FAPi inhibits macrophage pro‐inflammatory phenotype and osteoclast‐oriented differentiation phenotype. A) The number and strength of signals for different fibroblasts clusters with immune cell clusters in healthy gingiva sample; the color represents the cell clusters, and the width of the wires represents the relative strength and number of interactions. B) The number and strength of signals for different fibroblasts clusters with immune cell clusters in periodontitis gingiva sample. The number of interactions between FAP⁺ fibroblasts with dendritic cells and macrophages exhibited markedly increased in periodontitis condition.

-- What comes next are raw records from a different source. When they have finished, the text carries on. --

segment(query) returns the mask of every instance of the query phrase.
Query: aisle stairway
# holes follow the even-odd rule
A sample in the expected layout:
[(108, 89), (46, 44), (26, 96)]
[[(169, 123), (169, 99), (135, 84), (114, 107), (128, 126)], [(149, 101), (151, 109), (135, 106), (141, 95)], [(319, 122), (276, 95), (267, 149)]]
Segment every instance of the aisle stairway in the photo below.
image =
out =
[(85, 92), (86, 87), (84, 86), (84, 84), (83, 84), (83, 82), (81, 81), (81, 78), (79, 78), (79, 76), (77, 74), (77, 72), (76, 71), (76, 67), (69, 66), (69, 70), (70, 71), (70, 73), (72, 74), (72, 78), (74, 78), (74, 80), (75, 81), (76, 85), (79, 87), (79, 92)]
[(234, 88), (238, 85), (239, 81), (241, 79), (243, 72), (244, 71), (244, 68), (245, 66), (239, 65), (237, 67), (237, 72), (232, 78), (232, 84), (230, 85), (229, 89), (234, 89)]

C) Experimental design of image D, the supernatant of H‐HGF added with rFAP (100ng mL⁻¹) and was used to stimulate macrophages for 24 h followed by qPCR analysis. D) RT‐PCR analysis of anti‐inflammation genes IL10, TGFB1, and osteoclast differentiation genes CTSK and OSCAR in macrophages. E) Experimental design of image F, the supernatant of P‐HGF added with FAPi (5ug mL⁻¹) and was used to stimulate macrophages for 24 h followed by qPCR analysis. F) RT‐PCR analysis of anti‐inflammation genes IL10, TGFB1, and osteoclast differentiation genes CTSK and OSCAR in macrophages. G) Representative images of IHC staining and MOD values of IL10, which indicated that FAPi promotes anti‐inflammatory cytokine IL‐10 expression in LIP gingival tissues. Scale bar: 40 µm (H) IF staining of CD86 (red), F4/80 (green), and nuclei (blue) and quantification of double‐positive cells, which suggested that FAPi reduced the number of pro‐inflammatory macrophages in LIP gingival tissues. Scale bar: 40 µm. I) Representative images of TRAP staining and quantification of TRAP‐positive stains were presented as number of TRAP positive areas/mm², decreased number of the osteoclasts in LIP m treated by FAPi compared with LIP group. Black arrows indicated the TRAP‐positive osteoclast cells. Scale bar: 100 µm. J) Representative images of IHC staining and MOD values of alkaline phosphatase (ALP), which demonstrated higher osteogenic activity in LIP treated by FAPi. Scale bar: 100 µm. n = 3; ^* p < 0.05; ^** p < 0.01; ^*** p < 0.001; and ^**** p < 0.0001. MOD: mean optical density.

Figure 7

Schematic diagram of the mechanism by which the imbalance of FAP and OLN expression in fibroblasts promotes the progression of periodontitis. The elevated ROS in periodontitis causes excessive activation of the mTOR signaling pathway in fibroblasts, accelerating cellular senescence. Senescent fibroblasts are featured by overexpression of FAP and decreased expression of OLN, which promote macrophages to obtain pro‐inflammatory and osteoclast phenotypes, thereby exacerbating bone resorption in periodontitis.